Singapore Hot Stocks-SingTel down after UBS cuts target
SINGAPORE, Oct 29 (Reuters) - Shares of Singapore
Telecommunications (SingTel) (STEL.SI), Southeast Asia's
largest telecom, fell as much as 4.2 percent on Wednesday after
UBS cut its price target for the stock to S$3.46 from S$4.60.
"There is no safe haven right now, once the markets tank, everything is going to come down, even the most defensive counters," said a Singaporean trader.
The selling came after SingTel closed around 17 percent higher on Tuesday.
UBS analysts said in a report SingTel may continue to face pressure in the near term on weaker earnings contributions from subsidiaries and negative investor sentiment towards emerging market exposure.
By 0602 GMT, SingTel's shares were down 3.3 percent, trading at S$2.33, underperforming the benchmark Straits Times Index .FTSTI which was flat.
OCBC
Shares of Overseas-Chinese Banking Corp (OCBC.SI) fell 1.8 percent on Wednesday, bucking gains by other lenders on concerns its performance will be hurt by insurance arm Great Eastern (GELA.SI).
Around 0350 GMT, OCBC was down 1.8 percent compared with gains of 3.3 percent by United Overseas Bank (UOBH.SI) and 6.3 percent by DBS Group (DBSM.SI) percent.
DBS is not involved in insurance while UOB's insurance business is relatively small compared with Great Eastern, the largest life insurer in Singapore and Malaysia.
RBS analyst Trevor Kalcic, who has a "hold" recommendation on OCBC and "buy" calls on DBS and UOB, said OCBC had poorer earnings visibility.
"The group's life insurance earnings are being weighed down by expanding credit spreads and some other life insurance peculiarities," he wrote.
OCBC's "relative over-valuation versus DBS limits upside potential in our view," he added.
A trader with a local brokerage said the Singapore banks' share price movements also reflected a correction of previous price changes, noting government-linked DBS had fallen much more than the two family-controlled lenders.
The benchmark Straits Times Index .FTSTI was up 1.46 percent.
REITS
Shares of Singapore real estate investment trusts (REITs) rose on Wednesday, helped by improved sentiment after Malaysia's YTL Corp bought a 26 percent stake in Macquarie Prime REIT MMPR.SI at a more-than-50-percent premium.
"YTL's investment indicates there are investors who are confident in the longer-term prospects of Singapore property," Goldman Sachs said in a report.
"We view this development as positive for Macquarie Prime REIT and for the Singapore REIT sector."

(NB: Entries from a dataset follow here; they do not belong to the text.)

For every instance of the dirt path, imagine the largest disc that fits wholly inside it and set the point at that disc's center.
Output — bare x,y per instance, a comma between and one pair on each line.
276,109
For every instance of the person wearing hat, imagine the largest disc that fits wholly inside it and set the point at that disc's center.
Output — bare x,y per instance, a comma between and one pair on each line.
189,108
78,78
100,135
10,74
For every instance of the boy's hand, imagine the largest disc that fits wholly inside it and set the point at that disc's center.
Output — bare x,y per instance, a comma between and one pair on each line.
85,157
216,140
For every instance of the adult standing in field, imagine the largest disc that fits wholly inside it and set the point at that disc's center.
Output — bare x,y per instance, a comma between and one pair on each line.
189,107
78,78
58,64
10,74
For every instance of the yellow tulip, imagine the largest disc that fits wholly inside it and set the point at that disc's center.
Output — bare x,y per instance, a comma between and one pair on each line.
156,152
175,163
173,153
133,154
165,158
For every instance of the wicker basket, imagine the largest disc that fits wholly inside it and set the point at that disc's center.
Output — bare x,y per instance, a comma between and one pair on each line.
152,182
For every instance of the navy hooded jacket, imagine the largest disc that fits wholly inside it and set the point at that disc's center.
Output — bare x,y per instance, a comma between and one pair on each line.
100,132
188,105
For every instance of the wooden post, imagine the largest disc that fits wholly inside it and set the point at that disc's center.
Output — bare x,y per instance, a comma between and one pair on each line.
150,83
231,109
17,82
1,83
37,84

Around 0210 GMT, CapitaCommercial Trust (CACT.SI) was up 6.8 percent, while CapitaMall Trust (CMLT.SI) was 7.3 percent higher.
Macquarie Prime was flat at 54 Singapore cents after gaining as much as 9.3 percent earlier in the session.
YTL, a property and infrastructure conglomerate, said on Tuesday it will buy 26 percent of Macquarie Prime and 50 percent of the REIT's management firm for S$285 million. The price of S$0.82 a unit represents a 52 percent premium to the REIT's last traded price and a 49 percent discount to book value.